There are many legal structures to do this – including incorporation, holding companies or trusts. The preferable structure usually depends on tax implications.
7. The One Who Drafts The Contract Controls The Negotiation
Put this another way: Would you prefer to draft your own code, or modify someone else’s. While it looks like less work/cost to start with someone else’s contract, you fight an uphill battle for each change.
Entering negotiations with your own standard set of terms instantly puts an otherwise small player in a stronger position. It also adds a level of professionalism to your pitch. We recognise this is not always possible, especially when contracting with government departments under the GITC, but it is advised in most circumstances.
8. Maintain Supplier SLAs ≥ Customer SLAs
If your supplier offers 90% uptime, and you promise 99% to your customers, you bear the risk. Make sure you price and insure accordingly, or rethink what you will promise.
Also, check the penalties in each SLA – if your supplier doesn’t deliver, does their penalty cover your loss reimbursing your customers?
9. Protect Your Brand With Trade Marks
Trade marks are relatively cheap, and add value to your business. Selling or licensing a trade mark is much easier to quantify than attempting to sell or license goodwill.

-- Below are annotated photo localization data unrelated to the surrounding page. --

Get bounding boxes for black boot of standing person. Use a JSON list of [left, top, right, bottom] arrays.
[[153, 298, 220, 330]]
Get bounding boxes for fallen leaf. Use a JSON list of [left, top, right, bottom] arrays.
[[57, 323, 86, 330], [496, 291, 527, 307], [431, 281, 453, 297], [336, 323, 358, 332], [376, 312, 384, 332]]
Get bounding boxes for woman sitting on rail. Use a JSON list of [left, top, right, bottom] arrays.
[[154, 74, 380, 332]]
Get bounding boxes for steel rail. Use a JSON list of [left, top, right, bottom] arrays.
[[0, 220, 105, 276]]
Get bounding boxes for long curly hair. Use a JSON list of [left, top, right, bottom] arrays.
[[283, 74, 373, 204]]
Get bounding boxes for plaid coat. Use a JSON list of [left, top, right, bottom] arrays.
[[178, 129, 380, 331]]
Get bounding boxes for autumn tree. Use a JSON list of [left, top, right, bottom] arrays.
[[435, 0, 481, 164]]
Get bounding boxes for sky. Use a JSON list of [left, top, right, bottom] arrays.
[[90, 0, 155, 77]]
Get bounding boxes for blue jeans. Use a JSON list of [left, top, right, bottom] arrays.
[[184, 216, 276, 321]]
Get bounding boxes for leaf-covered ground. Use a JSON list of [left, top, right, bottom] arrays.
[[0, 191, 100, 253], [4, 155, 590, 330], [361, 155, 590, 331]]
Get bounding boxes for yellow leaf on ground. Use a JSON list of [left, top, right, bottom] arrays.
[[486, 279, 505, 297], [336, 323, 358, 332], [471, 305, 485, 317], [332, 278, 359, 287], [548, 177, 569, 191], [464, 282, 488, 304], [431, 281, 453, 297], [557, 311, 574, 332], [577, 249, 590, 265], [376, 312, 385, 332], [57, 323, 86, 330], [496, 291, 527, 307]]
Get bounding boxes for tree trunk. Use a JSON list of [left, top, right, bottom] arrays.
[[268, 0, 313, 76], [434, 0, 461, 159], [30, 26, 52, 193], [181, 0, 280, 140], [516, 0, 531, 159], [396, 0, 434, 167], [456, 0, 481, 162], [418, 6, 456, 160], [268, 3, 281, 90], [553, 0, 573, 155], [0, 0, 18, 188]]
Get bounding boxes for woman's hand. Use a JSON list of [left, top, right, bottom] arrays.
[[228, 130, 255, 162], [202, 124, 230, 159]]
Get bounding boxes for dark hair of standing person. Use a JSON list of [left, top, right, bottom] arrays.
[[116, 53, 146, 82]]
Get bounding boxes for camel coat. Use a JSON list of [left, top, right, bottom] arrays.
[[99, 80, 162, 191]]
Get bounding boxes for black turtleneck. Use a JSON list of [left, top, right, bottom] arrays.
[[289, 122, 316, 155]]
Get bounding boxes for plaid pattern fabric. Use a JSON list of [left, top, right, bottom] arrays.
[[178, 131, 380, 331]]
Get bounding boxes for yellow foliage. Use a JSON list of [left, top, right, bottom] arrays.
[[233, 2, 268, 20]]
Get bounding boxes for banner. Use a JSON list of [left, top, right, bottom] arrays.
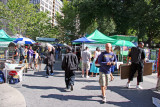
[[84, 44, 106, 51]]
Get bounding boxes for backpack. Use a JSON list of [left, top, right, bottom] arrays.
[[0, 71, 5, 83], [9, 75, 19, 84], [9, 77, 19, 84], [130, 47, 142, 63]]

Trade marks also assist in domain name disputes, and help protect your online presence from typo-squatters.
10. Give Your Lawyer All The Details, And Early
A solution to the wrong problem won’t help you. Unless your lawyer has all the relevant details, we can’t accurately advise you.
Contracts are like code – complete with dependencies and variables. Give your lawyer the whole contract, including associated documents.
Giving your lawyer a quick check over any proposed agreement is good risk mitigation strategy. Usually everything is fine. When it isn’t, it can be expensive and inconvenient to attempt to fix later.
The above principles have been adapted from a talk by Matt Phipps at Barcamp Gold Coast V.